Wie wichtig uns in hierzulande das Fest Allerheiligen ist, erkennt man auch daran, dass in mehreren Bundesländern ganze Orte danach benannt wurden.

Um sich der Heiligen und Märtyrer zu besinnen, führte man im Osten bereits im 4. Jahrhundert jährliche Gedenktage ein (jeweils an ihren Sterbetagen). Da es aber mit fortschreitender Zeit unmöglich schien, jedem der Heiligen einen eigenen Tag des Gedenkens zu widmen, wurde Allerheiligen als Fest geschaffen.

Noch ausgespart von dieser Verehrung sind jedoch einige, deren Wirken für das Verständnis unseres Landes sträflich unterschätzt wird, obwohl sie nachgeradezu als Märtyrer für die Offenbarung der innersten Werte unserer kleinen, verlogenen Alpenrepublik in die Geschichte eingehen werden.

Allen voran soll Bumsti, ein österreichischer Held oder HC, der Heilige Christian genannt werden. Was da scheinbar als Red bulliges Geprahle aufgezeichnet wurde, strafte den Bundespräsi Lügen: Wir sind so. In wenigen Clips wurde ausgesprochen, wofür die Staatsanwaltschaft nun Monate braucht um es, allerdings der türkisen Reichshälfte nachzuweisen.

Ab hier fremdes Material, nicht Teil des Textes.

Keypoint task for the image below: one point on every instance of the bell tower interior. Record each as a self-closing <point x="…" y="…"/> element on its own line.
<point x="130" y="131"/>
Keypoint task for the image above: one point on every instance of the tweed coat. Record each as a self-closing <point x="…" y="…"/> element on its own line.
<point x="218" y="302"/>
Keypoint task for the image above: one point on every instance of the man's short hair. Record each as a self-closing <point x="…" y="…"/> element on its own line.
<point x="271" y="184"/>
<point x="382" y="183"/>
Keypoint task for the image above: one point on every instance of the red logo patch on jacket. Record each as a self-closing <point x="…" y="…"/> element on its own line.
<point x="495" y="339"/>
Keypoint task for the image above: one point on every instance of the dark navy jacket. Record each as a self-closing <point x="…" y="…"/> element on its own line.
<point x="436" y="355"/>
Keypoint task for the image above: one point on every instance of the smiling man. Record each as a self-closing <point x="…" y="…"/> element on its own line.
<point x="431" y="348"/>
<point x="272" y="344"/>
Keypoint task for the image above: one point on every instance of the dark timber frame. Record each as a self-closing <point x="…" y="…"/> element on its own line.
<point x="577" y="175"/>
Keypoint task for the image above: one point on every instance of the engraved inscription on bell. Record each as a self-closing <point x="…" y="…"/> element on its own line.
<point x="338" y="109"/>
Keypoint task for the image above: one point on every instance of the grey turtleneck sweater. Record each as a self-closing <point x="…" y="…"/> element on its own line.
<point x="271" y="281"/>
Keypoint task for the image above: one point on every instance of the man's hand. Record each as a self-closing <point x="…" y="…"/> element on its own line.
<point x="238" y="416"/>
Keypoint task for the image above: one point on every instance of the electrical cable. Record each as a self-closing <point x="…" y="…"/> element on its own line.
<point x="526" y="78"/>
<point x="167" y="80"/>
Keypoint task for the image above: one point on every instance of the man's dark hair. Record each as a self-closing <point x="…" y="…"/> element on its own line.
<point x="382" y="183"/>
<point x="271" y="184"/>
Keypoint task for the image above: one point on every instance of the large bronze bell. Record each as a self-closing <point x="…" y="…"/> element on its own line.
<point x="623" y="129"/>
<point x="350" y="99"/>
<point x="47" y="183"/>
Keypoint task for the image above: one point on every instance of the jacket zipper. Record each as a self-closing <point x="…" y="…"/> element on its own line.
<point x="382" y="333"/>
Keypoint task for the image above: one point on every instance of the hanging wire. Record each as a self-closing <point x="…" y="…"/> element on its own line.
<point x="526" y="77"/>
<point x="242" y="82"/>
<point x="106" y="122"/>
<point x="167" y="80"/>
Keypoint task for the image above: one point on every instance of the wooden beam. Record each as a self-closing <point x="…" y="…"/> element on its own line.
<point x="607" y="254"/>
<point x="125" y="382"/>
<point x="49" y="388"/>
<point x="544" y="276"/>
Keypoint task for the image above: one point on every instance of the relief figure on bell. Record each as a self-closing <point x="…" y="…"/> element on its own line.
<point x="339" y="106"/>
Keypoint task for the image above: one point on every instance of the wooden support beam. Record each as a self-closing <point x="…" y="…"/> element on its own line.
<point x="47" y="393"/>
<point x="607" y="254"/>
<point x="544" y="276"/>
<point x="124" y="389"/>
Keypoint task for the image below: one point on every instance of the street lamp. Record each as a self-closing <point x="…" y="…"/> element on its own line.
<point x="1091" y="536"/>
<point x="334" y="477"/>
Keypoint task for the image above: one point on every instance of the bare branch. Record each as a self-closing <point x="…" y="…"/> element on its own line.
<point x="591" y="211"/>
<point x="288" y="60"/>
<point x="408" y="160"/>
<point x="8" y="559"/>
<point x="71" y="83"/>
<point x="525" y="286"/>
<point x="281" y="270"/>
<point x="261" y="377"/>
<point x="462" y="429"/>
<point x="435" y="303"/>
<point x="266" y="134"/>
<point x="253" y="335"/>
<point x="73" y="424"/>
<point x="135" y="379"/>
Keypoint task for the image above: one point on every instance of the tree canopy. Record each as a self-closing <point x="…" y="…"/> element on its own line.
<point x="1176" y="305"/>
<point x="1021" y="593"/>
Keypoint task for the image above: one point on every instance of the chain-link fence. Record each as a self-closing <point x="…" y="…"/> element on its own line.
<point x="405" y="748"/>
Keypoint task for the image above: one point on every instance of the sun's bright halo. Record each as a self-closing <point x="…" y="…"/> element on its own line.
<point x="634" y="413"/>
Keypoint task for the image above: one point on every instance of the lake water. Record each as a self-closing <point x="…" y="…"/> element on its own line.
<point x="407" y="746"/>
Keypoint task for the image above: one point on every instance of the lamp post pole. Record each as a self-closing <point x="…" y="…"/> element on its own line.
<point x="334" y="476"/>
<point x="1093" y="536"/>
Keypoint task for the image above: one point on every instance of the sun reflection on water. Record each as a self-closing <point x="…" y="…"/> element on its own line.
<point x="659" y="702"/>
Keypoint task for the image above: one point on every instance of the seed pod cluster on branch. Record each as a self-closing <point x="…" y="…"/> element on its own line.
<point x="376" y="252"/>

Auch dem Bundesmaturanten, JÖ, Kurz bringt uns den türkisen Virus Bonus Club und wir dürfen alle nach China reisen wollen wir an diesem Tag dafür danken, dass er einerseits erneut bewiesen hat, dass sich die Tragödien der Geschichte als Farce wiederholen und andererseits, dass man uns dasselbe Ferkel, mal als Haider, mal als Grasser und nun als Basti immer wieder durchs politische Dorf treiben kann und von der Omi bis zur Jungtussi, vom Schüssel bis zum Khol fallen wir alle wieder auf den selben Schmäh rein.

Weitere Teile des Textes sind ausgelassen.